Whilst sending text messages to remind students they have an exam or test may be a start, and recent ideas around the testing of timetables on a tablet are interesting. However, these are unlikely to be shortlisted in the Innovation category for the e-Assessment Awards. I suppose we must take these as small but encouraging signs of a step on the path to enlightenment?

More encouraging, however, are the great examples of innovation I have witnessed at hundreds of TeachMeets over the past few years. Here, teachers share with other teachers how they are using technology in formative and summative assessment, through a range of subjects.

One of my ETAG collaborators - and friend - is Professor Peter Twining, who co-chaired the assessment sub-group of ETAG, and has spent some time looking at the use of technology in the southern hemisphere. Here is a presentation he gave on the matter in 2015: http://www.btl.com/wp-content/uploads/2015/06/Peter-Twining-Speaking-at-BTL-30th-anniversary-2015.pdf

My 10 years as chief examiner for a large vocational assessment body taught me the three pillars of assessment are Relevance, Reliability and Validity. Whilst I can see two of the pillars, reliability and validity could possibly be met by traditional assessment practices. I am doubtful that many learners would find some of the current methods very relevant. It is time we had a ‘paradigm shift’ in the way we think about how technology can be used for assessment.

I began this article with Professor Laurillard, so it is only fitting I should give her the last word: "Using technology to improve education is not rocket science...it is much, much harder than that."

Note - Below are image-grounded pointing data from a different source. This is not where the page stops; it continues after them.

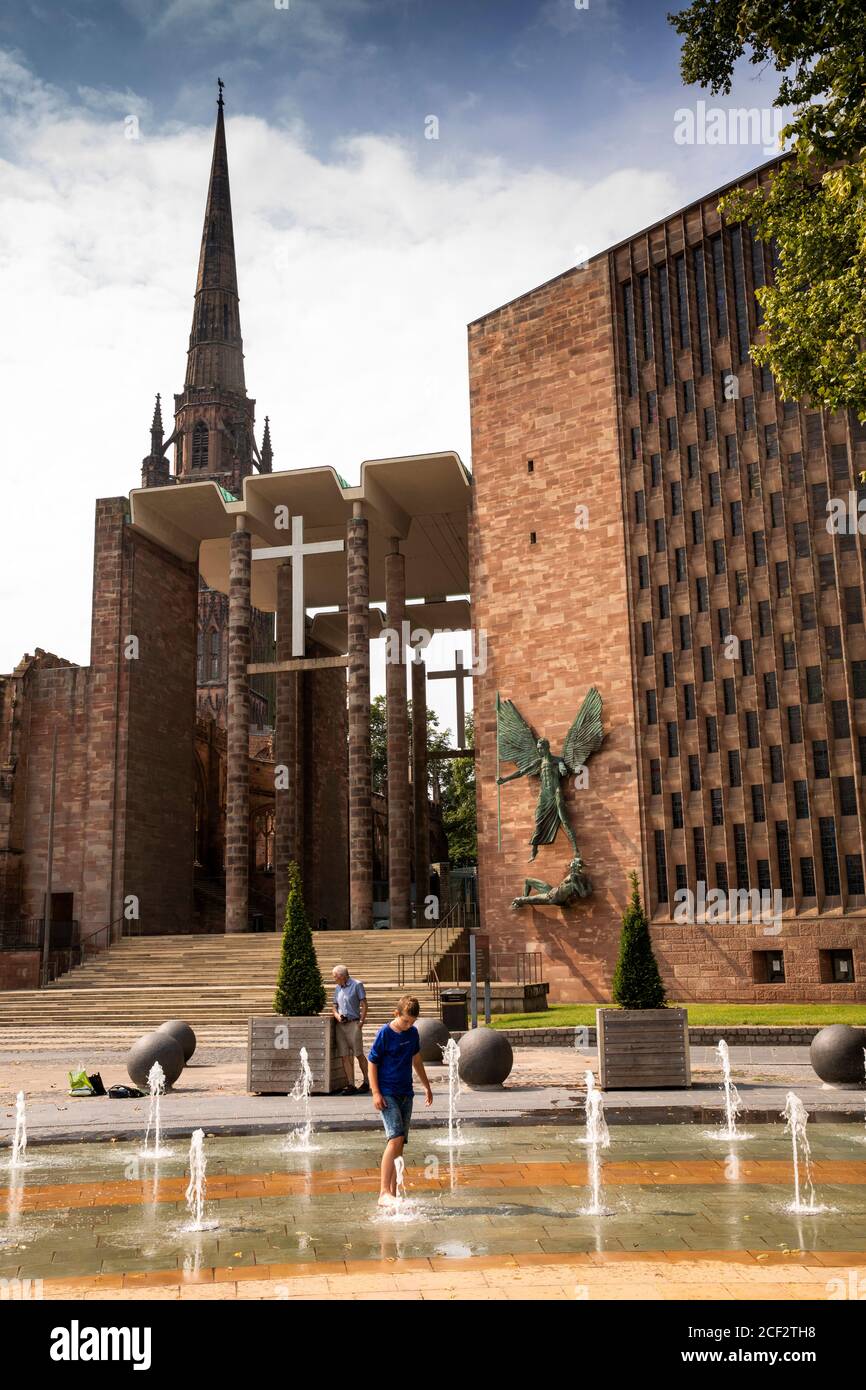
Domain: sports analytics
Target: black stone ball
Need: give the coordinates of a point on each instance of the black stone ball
(182, 1033)
(837, 1054)
(485, 1057)
(154, 1047)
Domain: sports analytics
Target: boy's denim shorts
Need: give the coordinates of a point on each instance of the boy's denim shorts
(396, 1115)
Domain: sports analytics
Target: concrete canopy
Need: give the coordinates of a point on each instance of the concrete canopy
(421, 499)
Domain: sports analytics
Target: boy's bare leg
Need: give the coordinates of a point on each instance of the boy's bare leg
(394, 1148)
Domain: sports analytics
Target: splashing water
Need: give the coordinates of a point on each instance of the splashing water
(598, 1137)
(195, 1191)
(156, 1086)
(300, 1139)
(20, 1137)
(797, 1118)
(733, 1102)
(399, 1171)
(451, 1055)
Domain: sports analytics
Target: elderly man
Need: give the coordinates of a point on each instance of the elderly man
(350, 1011)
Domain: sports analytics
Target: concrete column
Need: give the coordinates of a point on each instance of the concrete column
(287, 783)
(238, 736)
(398, 741)
(360, 777)
(419, 781)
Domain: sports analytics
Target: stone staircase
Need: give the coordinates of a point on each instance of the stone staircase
(213, 982)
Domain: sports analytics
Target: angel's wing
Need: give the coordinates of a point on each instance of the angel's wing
(516, 738)
(585, 734)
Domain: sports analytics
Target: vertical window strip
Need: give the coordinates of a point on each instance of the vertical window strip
(719, 285)
(667, 357)
(704, 331)
(631, 356)
(740, 293)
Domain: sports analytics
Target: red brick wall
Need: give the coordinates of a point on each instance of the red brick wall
(555, 612)
(20, 969)
(159, 791)
(124, 811)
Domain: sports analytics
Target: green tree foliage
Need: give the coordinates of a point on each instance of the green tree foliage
(299, 986)
(456, 779)
(637, 983)
(458, 798)
(813, 210)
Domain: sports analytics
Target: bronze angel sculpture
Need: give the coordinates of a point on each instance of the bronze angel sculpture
(517, 744)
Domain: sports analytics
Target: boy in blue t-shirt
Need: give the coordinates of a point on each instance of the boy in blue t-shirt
(394, 1054)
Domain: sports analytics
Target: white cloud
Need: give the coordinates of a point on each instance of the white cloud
(357, 277)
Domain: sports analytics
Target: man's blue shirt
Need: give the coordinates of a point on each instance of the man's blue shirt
(348, 998)
(392, 1052)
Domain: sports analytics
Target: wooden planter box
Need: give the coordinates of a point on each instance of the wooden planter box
(273, 1064)
(642, 1048)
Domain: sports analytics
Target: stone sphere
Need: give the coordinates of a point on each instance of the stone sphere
(154, 1047)
(181, 1030)
(837, 1054)
(485, 1058)
(434, 1037)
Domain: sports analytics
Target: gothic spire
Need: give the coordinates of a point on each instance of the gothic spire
(216, 349)
(267, 453)
(156, 430)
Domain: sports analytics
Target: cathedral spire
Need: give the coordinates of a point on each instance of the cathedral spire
(216, 349)
(213, 416)
(154, 467)
(267, 453)
(156, 430)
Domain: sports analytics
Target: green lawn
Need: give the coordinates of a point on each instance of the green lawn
(704, 1015)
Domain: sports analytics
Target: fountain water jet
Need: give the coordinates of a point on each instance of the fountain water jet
(156, 1086)
(195, 1191)
(20, 1137)
(733, 1104)
(451, 1055)
(399, 1197)
(300, 1139)
(598, 1137)
(797, 1118)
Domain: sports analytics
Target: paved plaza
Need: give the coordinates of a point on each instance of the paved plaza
(503, 1215)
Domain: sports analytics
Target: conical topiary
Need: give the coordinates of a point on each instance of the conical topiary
(299, 986)
(637, 983)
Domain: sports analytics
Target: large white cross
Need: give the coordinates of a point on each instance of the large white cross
(295, 552)
(459, 674)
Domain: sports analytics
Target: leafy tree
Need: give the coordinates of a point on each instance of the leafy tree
(459, 804)
(813, 209)
(637, 983)
(299, 986)
(456, 777)
(437, 741)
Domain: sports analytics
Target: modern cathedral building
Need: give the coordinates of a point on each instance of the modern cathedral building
(652, 519)
(644, 516)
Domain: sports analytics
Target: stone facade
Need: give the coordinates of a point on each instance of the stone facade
(124, 812)
(733, 765)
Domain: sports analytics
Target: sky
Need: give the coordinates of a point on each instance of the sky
(398, 168)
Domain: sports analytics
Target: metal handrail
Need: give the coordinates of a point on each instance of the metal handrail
(431, 947)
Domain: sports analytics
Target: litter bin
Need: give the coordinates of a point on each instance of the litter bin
(455, 1009)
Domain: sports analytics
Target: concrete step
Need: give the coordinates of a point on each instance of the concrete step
(214, 982)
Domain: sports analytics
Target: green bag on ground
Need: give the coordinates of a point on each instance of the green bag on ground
(79, 1084)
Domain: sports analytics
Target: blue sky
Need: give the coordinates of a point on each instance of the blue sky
(363, 246)
(528, 82)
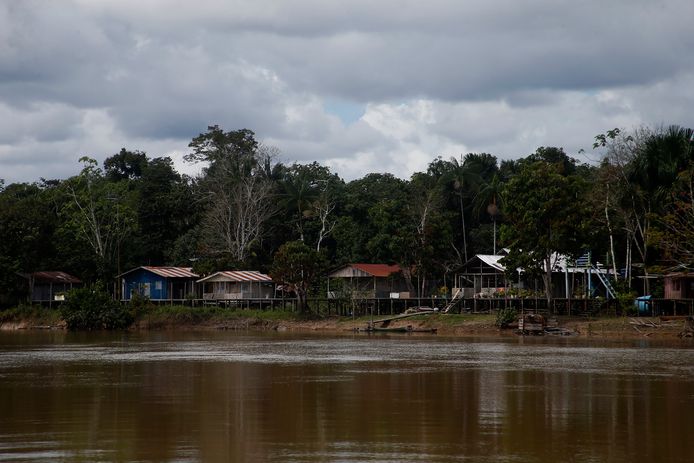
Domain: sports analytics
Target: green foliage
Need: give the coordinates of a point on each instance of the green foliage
(546, 216)
(505, 317)
(297, 267)
(91, 308)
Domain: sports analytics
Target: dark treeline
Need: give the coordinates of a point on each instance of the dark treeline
(634, 211)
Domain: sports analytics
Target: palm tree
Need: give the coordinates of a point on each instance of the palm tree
(489, 196)
(299, 192)
(463, 177)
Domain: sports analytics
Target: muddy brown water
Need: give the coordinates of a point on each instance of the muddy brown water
(281, 397)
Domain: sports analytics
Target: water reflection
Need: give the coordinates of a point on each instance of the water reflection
(284, 398)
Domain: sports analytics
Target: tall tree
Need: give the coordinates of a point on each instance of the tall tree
(545, 218)
(236, 190)
(297, 266)
(98, 212)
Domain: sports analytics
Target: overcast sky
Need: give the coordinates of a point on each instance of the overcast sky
(360, 85)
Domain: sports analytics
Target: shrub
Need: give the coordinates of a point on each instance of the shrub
(506, 316)
(91, 308)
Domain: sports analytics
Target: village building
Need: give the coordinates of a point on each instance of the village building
(158, 283)
(484, 276)
(48, 286)
(679, 285)
(236, 285)
(367, 281)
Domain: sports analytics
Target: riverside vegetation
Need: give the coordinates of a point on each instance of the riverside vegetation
(634, 209)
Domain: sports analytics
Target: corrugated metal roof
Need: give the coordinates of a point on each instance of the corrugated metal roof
(376, 270)
(492, 261)
(237, 275)
(55, 277)
(172, 272)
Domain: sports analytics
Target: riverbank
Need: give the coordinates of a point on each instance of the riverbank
(477, 325)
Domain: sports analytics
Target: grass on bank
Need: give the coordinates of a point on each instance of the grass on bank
(183, 315)
(31, 316)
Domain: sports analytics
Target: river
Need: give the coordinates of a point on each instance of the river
(282, 397)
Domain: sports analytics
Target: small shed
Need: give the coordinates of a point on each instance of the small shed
(679, 285)
(48, 286)
(481, 276)
(236, 284)
(158, 283)
(370, 281)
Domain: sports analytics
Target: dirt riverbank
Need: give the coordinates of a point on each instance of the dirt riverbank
(451, 325)
(444, 324)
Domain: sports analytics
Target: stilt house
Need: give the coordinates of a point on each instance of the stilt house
(158, 283)
(235, 285)
(49, 286)
(368, 281)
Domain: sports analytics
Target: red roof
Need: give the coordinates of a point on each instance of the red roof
(377, 270)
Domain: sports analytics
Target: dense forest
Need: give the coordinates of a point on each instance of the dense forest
(634, 211)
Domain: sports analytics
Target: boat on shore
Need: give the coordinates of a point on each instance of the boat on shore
(395, 329)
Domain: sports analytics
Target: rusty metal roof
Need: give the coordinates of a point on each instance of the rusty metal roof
(54, 277)
(237, 275)
(166, 272)
(376, 270)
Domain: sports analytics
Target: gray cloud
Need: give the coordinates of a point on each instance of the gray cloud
(80, 77)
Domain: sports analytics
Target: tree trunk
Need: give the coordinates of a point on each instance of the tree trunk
(547, 277)
(462, 220)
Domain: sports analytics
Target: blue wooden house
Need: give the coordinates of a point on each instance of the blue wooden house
(158, 283)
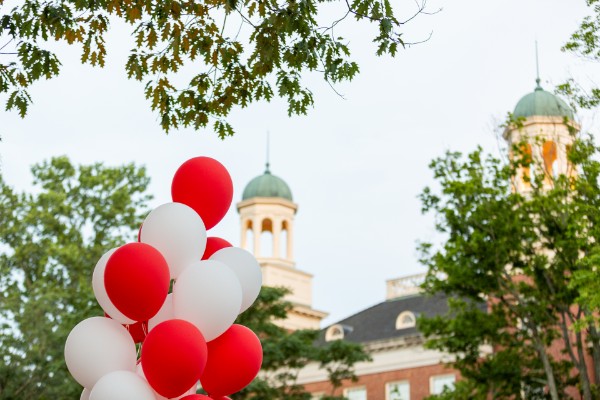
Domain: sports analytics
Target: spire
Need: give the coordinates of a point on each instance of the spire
(267, 171)
(537, 69)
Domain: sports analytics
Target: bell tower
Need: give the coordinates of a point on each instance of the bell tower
(546, 127)
(267, 215)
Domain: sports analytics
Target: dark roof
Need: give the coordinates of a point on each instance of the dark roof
(379, 322)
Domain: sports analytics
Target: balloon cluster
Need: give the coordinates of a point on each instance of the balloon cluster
(176, 293)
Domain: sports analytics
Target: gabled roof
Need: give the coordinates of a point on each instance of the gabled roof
(379, 321)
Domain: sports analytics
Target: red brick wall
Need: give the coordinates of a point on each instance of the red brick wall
(418, 378)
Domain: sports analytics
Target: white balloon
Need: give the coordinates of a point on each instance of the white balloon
(97, 346)
(164, 314)
(247, 270)
(177, 231)
(122, 385)
(209, 295)
(100, 291)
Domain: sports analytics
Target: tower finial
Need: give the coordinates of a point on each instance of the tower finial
(537, 69)
(267, 171)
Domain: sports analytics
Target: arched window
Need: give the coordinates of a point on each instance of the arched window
(283, 242)
(248, 236)
(334, 332)
(406, 319)
(549, 155)
(528, 174)
(266, 238)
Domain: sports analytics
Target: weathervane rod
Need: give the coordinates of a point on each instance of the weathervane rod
(268, 143)
(537, 66)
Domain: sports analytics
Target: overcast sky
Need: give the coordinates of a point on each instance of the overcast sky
(355, 165)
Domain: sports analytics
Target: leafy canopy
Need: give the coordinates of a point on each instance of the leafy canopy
(532, 259)
(240, 51)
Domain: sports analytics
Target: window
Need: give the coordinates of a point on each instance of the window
(334, 332)
(359, 393)
(397, 391)
(549, 156)
(438, 383)
(406, 319)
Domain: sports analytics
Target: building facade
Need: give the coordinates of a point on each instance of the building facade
(401, 367)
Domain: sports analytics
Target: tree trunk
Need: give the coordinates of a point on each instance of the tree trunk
(583, 375)
(595, 339)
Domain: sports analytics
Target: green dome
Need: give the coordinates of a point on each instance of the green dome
(542, 103)
(267, 185)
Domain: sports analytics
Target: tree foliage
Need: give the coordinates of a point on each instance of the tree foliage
(286, 353)
(51, 241)
(585, 42)
(236, 51)
(532, 258)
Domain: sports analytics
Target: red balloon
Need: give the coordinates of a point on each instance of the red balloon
(137, 280)
(138, 331)
(234, 360)
(203, 184)
(173, 357)
(214, 244)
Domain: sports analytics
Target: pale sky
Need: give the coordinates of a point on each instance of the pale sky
(355, 165)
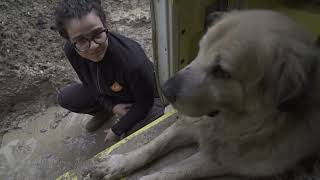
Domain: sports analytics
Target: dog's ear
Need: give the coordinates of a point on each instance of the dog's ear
(290, 80)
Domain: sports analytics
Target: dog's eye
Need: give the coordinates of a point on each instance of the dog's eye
(220, 73)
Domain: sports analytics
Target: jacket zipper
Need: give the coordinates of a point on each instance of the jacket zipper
(98, 84)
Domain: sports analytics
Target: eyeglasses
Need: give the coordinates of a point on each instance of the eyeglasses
(83, 43)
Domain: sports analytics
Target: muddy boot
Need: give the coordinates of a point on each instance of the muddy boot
(98, 120)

And here she is speaking at Abertay University about technology and learning:

YouTube link

More challenges and opportunities are approaching fast.... augmented and virtual reality (AR / VR), artificial intelligence (AI) and, of course, the use of robots in a mobile, wearable and cloud-based world. Some of the assessment practices currently used in education are not fit for purpose. We need a paradigm shift in the way the awarding bodies and regulatory authorities innovate with the use of technology to ensure reliable, valid and, most importantly, relevant assessments.